The musical flow of colors in Peter Kuckei's paintings, and his association with imaginary landscapes, illustrates a structural element in his art practiced since Kandinsky's time. These elements create in the field of the canvas, a sort of magnetic force that holds the composition together. The free improvisation that commands Peter Kuckei's paintings, avoids any decorative "trappings", thus projecting his paintings into a realm where abstractionism is in constant state of renovation.

Peter Kuckei's abstract tendency however, must be considered with a closer look towards his real intents. His polyphonic paintings are embedded not only in a "retinal" conception of his work, but also in an "audiovisual" approach to the practice of his art. This approach belongs to an old tradition, (alive since the Greeks), that understands the harmonious relationship that exists between color and sound. The diverse tonalities of the musical language correspond with the prism of colors, creating between them new and unexpected expressions that have been one of the gains of abstract art.

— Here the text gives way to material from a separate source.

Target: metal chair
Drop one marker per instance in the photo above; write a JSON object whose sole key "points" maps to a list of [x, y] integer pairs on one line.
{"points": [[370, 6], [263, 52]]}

At the peak of his career, Peter Kuckei has been able to show a body of work that continues to enrich the mainstream of abstractionism. It will be a mistake (quite á la mode today among many art critics) to consider this tendency as over. On the contrary, in the midst of so many new "cutting edges", his paintings demonstrate the real substratum that lies in the very gesture of combining forms and colors into a new form of life. In that sense Kuckei's bridging between the boundaries of the past and the present, represent a step forward in the right direction. Oblivious of the vagaries imposed by the powers that command the world of contemporay art, Peter Kuckei's paintings remain untouched; a good sign that highlights the quality of his work.